Faktanya, dari empat penyerang yang dibawa ke Piala AFF 2020 dan bergantian dimainkan, tiga di antaranya tidak mampu menyumbang gol. Yakni Dedik Setiawan, Kushedya Yudho, dan Hanis Saghara. Hanya Ezra Walian yang menyumbang dua gol.
Dari 20 gol yang dicetak Indonesia, mayoritas berasal dari lini kedua. Bahkan, pemain bertahan seperti Arhan, Rahmad Irianto, Asnawi, dan Elkan baggott mampu mencetak gol.
Padahal, di masa lalu, Timnas Indonesia dikenal memiliki penyerang lokal yang punya insting gol ganas dan bahkan mampu menjadi top skor Piala AFF.
Seperti Gendut Doni Christiawan (Piala AFF 2000), Bambang Pamungkas (2002), Ilham Jaya Kesuma (2004), dan juga Budi Sudarsono (2008).
Tentu ini menjadi pekerjaan rumah bagi Shin Tae-yong. Bila ingin Indonesia bisa tampil ganas di penampilan berikutnya seperti di Kualifikasi Piala Asia, lini depan harus dipoles.
Masalahnya adalah, Shin Tae-yong memang tidak punya banyak pilihan.

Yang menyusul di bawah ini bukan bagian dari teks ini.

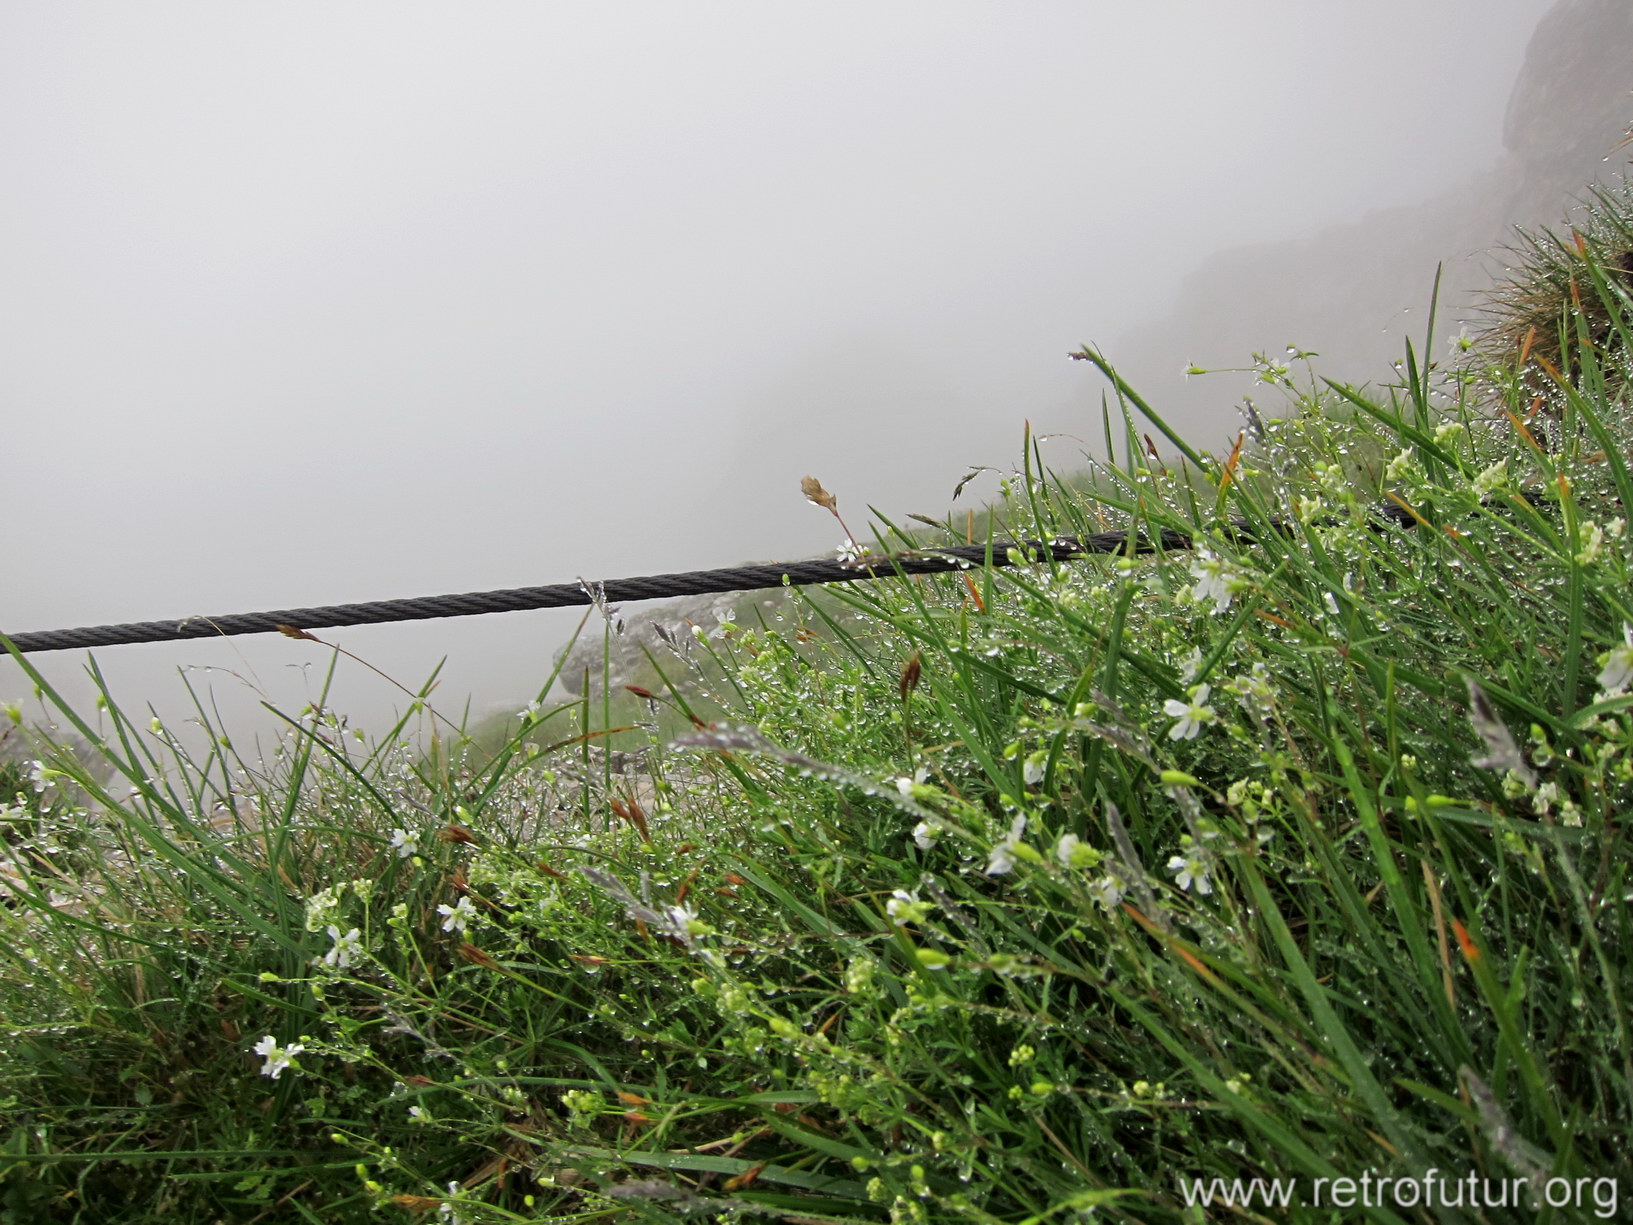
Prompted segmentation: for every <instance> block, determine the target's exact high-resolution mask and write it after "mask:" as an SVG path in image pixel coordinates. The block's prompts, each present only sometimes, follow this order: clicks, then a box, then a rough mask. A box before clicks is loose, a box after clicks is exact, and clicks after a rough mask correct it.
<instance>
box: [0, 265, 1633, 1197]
mask: <svg viewBox="0 0 1633 1225" xmlns="http://www.w3.org/2000/svg"><path fill="white" fill-rule="evenodd" d="M1573 260H1576V261H1577V265H1576V266H1579V269H1581V278H1579V281H1577V284H1579V287H1581V292H1582V294H1584V296H1589V294H1594V296H1599V297H1600V299H1602V301H1604V310H1605V312H1607V314H1605V317H1607V318H1613V320H1620V318H1622V317H1623V315H1620V314H1618V312H1620V310H1622V305H1623V291H1622V289H1620V287H1618V283H1617V273H1615V268H1610V266H1607V265H1605V263H1604V260H1602V258H1600V252H1599V250H1597V248H1595V247H1594V245H1592V243H1586V245H1584V247H1582V250H1581V252H1579V253H1577V255H1574V256H1573ZM1571 301H1573V302H1574V299H1571ZM1584 301H1586V297H1584ZM1571 327H1573V328H1574V330H1576V335H1577V336H1579V338H1581V336H1587V338H1589V340H1592V335H1594V328H1595V327H1597V325H1595V323H1594V322H1592V318H1573V320H1571ZM1617 327H1620V323H1617ZM1626 353H1628V350H1626V346H1625V345H1607V343H1602V341H1594V343H1591V345H1589V343H1579V345H1576V346H1574V348H1573V354H1574V363H1576V364H1574V366H1573V369H1571V371H1566V369H1563V367H1561V366H1560V363H1548V364H1542V363H1540V359H1542V358H1543V356H1546V354H1543V353H1540V351H1538V364H1537V367H1535V369H1537V371H1540V372H1532V371H1524V372H1520V374H1515V371H1514V363H1512V361H1504V364H1501V366H1496V367H1491V369H1484V367H1476V366H1471V364H1466V363H1465V364H1460V366H1457V367H1453V369H1448V371H1444V372H1442V371H1434V369H1429V367H1424V366H1421V364H1419V363H1417V359H1416V354H1411V356H1409V359H1408V363H1406V374H1408V377H1406V379H1404V381H1403V384H1401V385H1399V387H1386V389H1382V390H1377V392H1370V390H1360V389H1354V387H1347V385H1337V384H1329V382H1323V381H1319V379H1318V377H1315V376H1308V377H1305V376H1303V374H1300V376H1298V377H1295V376H1293V371H1292V369H1290V364H1287V363H1270V361H1264V363H1261V364H1262V369H1264V381H1266V382H1267V384H1270V385H1274V387H1279V389H1280V392H1282V394H1285V397H1287V399H1288V408H1287V412H1285V415H1284V416H1280V418H1261V416H1257V415H1256V416H1254V420H1253V428H1251V430H1249V431H1244V434H1243V438H1241V441H1239V444H1238V446H1236V448H1235V449H1233V451H1231V454H1230V456H1228V457H1225V459H1218V457H1213V456H1208V454H1204V452H1200V451H1197V449H1194V448H1189V446H1187V444H1184V443H1182V439H1179V438H1177V436H1176V434H1174V431H1172V430H1171V428H1169V426H1168V425H1166V423H1164V421H1163V420H1161V416H1159V413H1158V412H1156V410H1155V408H1151V407H1150V405H1148V403H1145V402H1143V400H1140V399H1138V394H1137V392H1135V390H1133V389H1132V387H1128V385H1127V384H1125V382H1124V381H1122V379H1120V377H1119V376H1117V374H1115V371H1114V367H1112V366H1110V364H1109V363H1107V361H1106V359H1104V356H1102V354H1099V353H1094V351H1088V350H1086V351H1084V353H1083V358H1084V359H1086V361H1088V363H1091V364H1094V366H1099V367H1101V369H1102V371H1104V372H1106V374H1107V376H1109V379H1110V392H1109V400H1107V412H1106V434H1107V454H1119V452H1120V454H1122V462H1110V461H1102V462H1097V464H1096V466H1094V469H1092V470H1091V472H1089V474H1088V475H1081V474H1078V475H1071V477H1061V475H1058V474H1053V472H1050V470H1048V469H1047V467H1045V466H1043V464H1042V459H1040V454H1039V451H1037V448H1035V446H1032V444H1030V441H1029V446H1027V448H1026V451H1024V454H1022V459H1021V462H1019V466H1016V469H1014V470H1012V472H1011V474H1008V477H1006V479H1004V482H1003V495H1004V497H1003V500H1001V501H999V503H998V505H994V506H993V508H991V515H990V516H986V519H985V524H986V532H988V536H986V539H990V541H991V547H993V549H994V550H996V549H1006V547H1011V546H1008V544H1006V541H1011V539H1024V537H1043V539H1047V537H1053V536H1070V534H1084V532H1091V531H1106V529H1125V531H1127V532H1128V534H1130V539H1145V541H1153V542H1159V544H1161V546H1163V547H1159V549H1158V550H1156V552H1153V554H1135V550H1133V549H1130V550H1128V552H1127V554H1124V555H1112V557H1089V559H1081V560H1073V562H1052V560H1048V559H1043V557H1034V559H1026V557H1017V559H1016V560H1017V562H1021V564H1019V565H1014V567H1009V568H994V567H972V568H970V570H968V572H963V573H950V575H936V577H918V578H908V577H903V575H895V577H885V578H882V580H880V581H875V583H867V585H849V586H836V588H833V590H828V591H821V593H816V591H794V593H790V595H789V598H787V603H785V604H782V606H779V608H776V609H771V611H769V616H764V617H754V619H753V621H750V619H748V617H746V616H745V617H741V621H743V622H746V624H738V621H732V622H728V624H727V626H722V627H720V629H719V630H717V632H715V634H714V635H709V634H704V635H701V637H696V639H692V640H691V642H686V644H681V642H676V644H673V647H666V648H665V650H666V653H665V652H655V653H653V655H652V658H650V665H652V673H653V688H648V686H645V684H642V686H639V688H640V689H642V691H643V693H629V691H625V697H621V699H617V701H621V702H634V706H629V707H621V709H614V704H612V699H611V697H607V696H603V697H601V699H599V701H598V699H591V697H585V699H580V701H576V702H570V704H563V706H554V707H552V706H547V704H545V699H544V696H542V694H544V693H547V691H549V684H545V686H544V688H542V689H541V697H539V699H537V701H536V702H531V704H529V706H527V709H526V711H524V712H523V714H519V715H518V717H516V719H514V720H511V722H506V724H505V727H501V728H485V730H483V733H482V737H480V738H474V737H469V735H465V733H464V732H461V730H454V732H446V728H444V727H443V725H436V727H438V728H439V730H438V735H436V738H434V742H433V745H431V748H429V750H428V751H425V750H421V748H416V746H415V742H413V738H412V737H410V735H408V733H410V730H412V720H413V719H420V717H429V715H426V714H423V711H420V709H416V707H423V704H425V694H426V693H428V691H429V686H426V688H421V691H418V696H416V697H415V704H413V707H410V714H408V715H407V717H405V720H403V722H402V724H400V725H398V727H397V728H394V730H392V732H390V733H389V735H387V737H384V738H382V740H379V742H369V740H367V738H364V737H359V735H358V733H354V732H353V730H351V728H348V727H346V724H345V720H343V719H341V717H338V715H336V714H335V712H331V711H328V709H325V704H323V699H322V697H320V699H318V702H317V704H315V706H314V707H309V709H307V711H304V712H299V714H294V715H289V717H287V719H286V727H287V733H286V737H284V738H283V742H281V743H279V745H278V746H276V750H274V751H273V753H271V755H269V756H266V758H265V760H263V758H247V756H243V755H240V751H238V750H237V748H235V745H234V740H232V738H230V735H229V733H227V730H225V728H222V727H220V725H219V720H216V719H214V715H212V712H211V707H209V702H207V701H206V697H204V696H199V699H198V720H199V722H201V724H202V725H204V727H206V728H207V730H209V733H211V735H209V740H207V745H206V748H204V750H198V751H193V750H188V748H186V745H185V743H183V742H181V740H180V738H178V737H175V735H173V733H171V732H170V728H165V727H163V725H160V724H157V722H152V720H137V719H132V717H131V715H127V714H126V712H124V711H122V709H121V706H119V704H118V702H116V701H114V697H113V696H111V694H106V691H105V699H103V702H101V704H100V711H98V712H96V714H95V715H93V717H82V715H78V714H77V712H73V711H72V709H69V706H67V704H65V702H62V701H60V697H59V696H57V694H56V693H54V691H52V689H51V688H49V686H47V684H46V681H44V679H42V678H41V676H38V675H36V673H31V676H33V679H34V683H36V684H38V686H39V694H41V699H42V702H44V704H46V707H47V711H51V712H52V717H54V719H57V720H59V722H62V724H65V725H67V727H72V728H73V732H75V733H77V735H78V737H80V738H82V740H83V742H85V743H87V745H90V746H91V748H90V753H78V755H75V753H70V751H67V750H65V748H59V746H54V743H52V742H51V738H49V737H41V735H39V733H38V732H31V735H36V742H34V743H36V745H38V755H39V764H38V766H34V764H29V766H28V768H26V769H24V771H23V773H21V774H20V776H18V777H16V779H13V781H18V779H20V781H23V782H24V784H26V786H24V792H23V797H21V802H18V800H11V799H7V800H5V807H3V809H0V823H3V830H5V838H3V841H0V851H3V854H5V864H3V867H5V889H7V892H8V903H7V907H5V910H0V929H3V931H0V936H3V939H0V1086H3V1088H0V1222H24V1220H26V1222H36V1220H47V1222H51V1220H62V1222H100V1220H114V1218H118V1220H167V1222H198V1223H199V1225H202V1223H204V1222H214V1220H242V1222H263V1220H265V1222H283V1220H307V1222H351V1220H356V1222H363V1220H369V1222H376V1220H392V1218H400V1220H408V1222H412V1220H446V1222H472V1223H474V1222H523V1220H563V1222H567V1220H585V1222H588V1220H603V1218H619V1220H652V1222H668V1220H689V1218H738V1217H741V1218H756V1217H763V1218H769V1220H785V1222H887V1220H888V1222H978V1223H980V1225H994V1223H996V1222H1003V1223H1004V1225H1022V1223H1024V1225H1039V1223H1042V1222H1066V1220H1083V1218H1088V1217H1096V1215H1097V1217H1106V1218H1110V1220H1122V1222H1141V1223H1143V1222H1176V1223H1179V1222H1187V1223H1189V1222H1199V1220H1204V1218H1212V1217H1213V1215H1220V1214H1223V1212H1225V1210H1226V1209H1225V1207H1223V1204H1220V1202H1213V1204H1212V1207H1207V1209H1205V1205H1204V1204H1202V1202H1200V1201H1199V1194H1202V1192H1199V1191H1197V1184H1195V1183H1194V1181H1195V1179H1200V1181H1202V1183H1204V1184H1207V1183H1208V1181H1212V1179H1221V1183H1220V1187H1225V1186H1228V1184H1231V1183H1233V1181H1236V1179H1241V1181H1243V1183H1249V1181H1251V1179H1256V1178H1257V1179H1295V1183H1292V1184H1287V1186H1288V1191H1290V1196H1288V1202H1287V1204H1285V1205H1284V1207H1270V1205H1267V1204H1262V1202H1261V1204H1257V1205H1241V1210H1243V1212H1249V1210H1251V1212H1253V1214H1257V1215H1256V1217H1251V1218H1275V1220H1288V1222H1328V1220H1333V1218H1334V1204H1333V1199H1331V1194H1333V1192H1331V1187H1333V1184H1334V1179H1346V1178H1347V1179H1357V1181H1359V1179H1362V1178H1364V1176H1368V1178H1373V1186H1378V1184H1377V1178H1386V1179H1391V1186H1396V1187H1399V1186H1404V1184H1411V1186H1416V1187H1419V1189H1424V1187H1437V1189H1439V1191H1440V1194H1442V1197H1447V1196H1450V1192H1452V1183H1458V1184H1462V1179H1463V1178H1465V1176H1475V1178H1478V1179H1493V1181H1496V1179H1527V1181H1528V1186H1532V1187H1535V1189H1538V1191H1542V1189H1543V1187H1556V1186H1564V1187H1568V1189H1569V1191H1571V1194H1574V1196H1576V1199H1574V1201H1573V1202H1571V1205H1569V1207H1558V1209H1546V1207H1545V1209H1543V1212H1542V1214H1540V1215H1538V1214H1537V1212H1535V1210H1533V1209H1532V1207H1530V1205H1528V1204H1525V1205H1517V1204H1514V1202H1509V1204H1504V1205H1493V1207H1479V1209H1478V1210H1470V1209H1468V1207H1466V1204H1465V1207H1462V1209H1458V1207H1452V1205H1445V1204H1440V1205H1431V1207H1424V1204H1422V1201H1421V1199H1419V1202H1416V1204H1408V1202H1403V1199H1401V1197H1399V1194H1398V1192H1396V1196H1395V1197H1388V1196H1377V1197H1373V1201H1372V1202H1364V1201H1359V1202H1357V1204H1355V1205H1354V1210H1355V1214H1357V1215H1355V1217H1354V1218H1365V1220H1373V1222H1416V1220H1447V1222H1452V1220H1486V1222H1494V1223H1499V1222H1520V1220H1527V1222H1530V1220H1538V1218H1542V1220H1558V1222H1564V1220H1586V1218H1610V1217H1613V1215H1615V1212H1618V1210H1620V1204H1622V1202H1625V1199H1626V1196H1628V1194H1633V1166H1630V1161H1633V1158H1630V1155H1628V1150H1626V1143H1625V1137H1626V1135H1628V1132H1630V1130H1633V1042H1630V1032H1628V1027H1630V1019H1628V1003H1630V1001H1628V998H1626V991H1628V982H1630V973H1628V970H1630V964H1628V952H1626V951H1628V949H1630V947H1633V913H1630V900H1633V882H1630V879H1628V875H1630V874H1628V867H1630V856H1628V846H1626V830H1625V820H1623V818H1622V813H1623V812H1625V810H1626V807H1628V802H1630V800H1633V714H1630V709H1633V693H1630V688H1633V599H1630V596H1628V591H1630V564H1633V554H1630V542H1628V536H1626V518H1628V506H1630V505H1633V479H1630V474H1628V467H1626V457H1628V446H1626V441H1628V438H1630V430H1628V420H1626V415H1628V407H1626V403H1625V397H1623V394H1622V389H1623V387H1625V385H1626V384H1625V377H1626V372H1628V369H1626ZM1537 379H1548V381H1550V382H1548V395H1551V397H1555V400H1553V403H1556V426H1555V430H1553V433H1551V434H1550V436H1548V438H1546V439H1540V438H1538V436H1537V433H1533V431H1532V430H1530V428H1528V426H1527V425H1525V413H1527V412H1528V407H1530V400H1532V399H1533V395H1535V392H1533V387H1535V385H1537V384H1535V381H1537ZM1493 400H1496V402H1499V403H1501V407H1502V410H1504V412H1502V413H1497V415H1496V416H1494V415H1493V413H1491V403H1493ZM1141 416H1143V418H1145V420H1141ZM1148 434H1153V436H1155V438H1168V439H1169V443H1171V444H1172V446H1174V449H1176V451H1177V452H1179V457H1177V459H1174V461H1164V459H1163V456H1161V451H1159V448H1158V444H1156V443H1155V441H1151V439H1150V438H1148ZM1380 501H1383V503H1388V505H1391V506H1398V508H1404V518H1406V519H1408V523H1406V524H1404V526H1403V524H1401V523H1393V521H1385V519H1382V518H1378V516H1377V515H1375V513H1373V506H1377V505H1378V503H1380ZM968 528H970V523H968V519H967V521H965V524H963V526H962V531H968ZM946 529H947V531H949V532H950V534H959V531H960V526H959V524H957V523H955V521H950V523H949V524H947V528H946ZM877 536H879V541H877V546H879V550H880V552H883V550H888V549H892V547H910V546H913V544H923V542H924V536H923V531H921V529H913V531H908V529H906V528H900V526H897V524H892V523H888V521H883V519H880V521H879V523H877ZM18 662H20V665H21V666H23V668H28V660H26V658H24V657H18ZM8 714H11V717H13V719H11V722H13V724H15V725H18V727H21V725H23V724H24V722H26V720H24V719H23V712H21V709H18V707H10V709H8ZM614 728H619V732H617V735H619V737H621V740H617V742H612V740H611V733H612V730H614ZM20 733H21V732H20ZM614 743H616V745H617V750H616V751H614V750H612V748H611V746H609V745H614ZM109 779H113V781H109ZM1321 1179H1326V1183H1321ZM1437 1179H1439V1181H1437ZM1555 1179H1564V1183H1555ZM1323 1186H1324V1187H1328V1192H1326V1194H1328V1196H1329V1199H1328V1201H1326V1202H1323V1201H1321V1194H1323V1191H1321V1187H1323ZM1481 1186H1486V1184H1484V1183H1483V1184H1481ZM1422 1194H1427V1192H1424V1191H1421V1196H1422ZM1339 1207H1344V1205H1342V1204H1341V1205H1339Z"/></svg>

Sebab, klub-klub Liga 1 yang menjadi penyumbang pemain untuk timnas, jarang memiliki penyerang lokal yang hebat. Kebanyakan malah memakai penyerang asing. Hal ini juga dikeluhkan oleh Shin Tae-yong.
Selain itu, PR lainnya yang menurut saya masih perlu dipoles adalah kemampuan para gelandang untuk mencetak gol dari lini kedua lewat shooting-shooting dashyat.
Dulu, kita punya gelandang produktif seperti Fakhri Husaini, Bima Sakti, Uston Nawawi ataupun Firman Utina yang piawai mencetak gol lewat tendangan dari luar kotak penalti.
Di Piala AFF 2020, hanya Ricky Kambuaya yang terlihat piawai melakukan itu. Sementara Dewangga dan Irianto, kemampuan shootingnya masih harus dipoles lagi. Sebab, ketika lini depan buntu, gol dari lini kedua inilah yang bisa menjadi solusi.
Bayangkan bila sektor sayap yang sudah oke dengan pemain seperti Witan, Ramai, Irfan Jaya, dan Egy Maulana Vikri, lantas didukung lini depan ganas dan gelandang yang mampu mencetak gol dari lini kedua.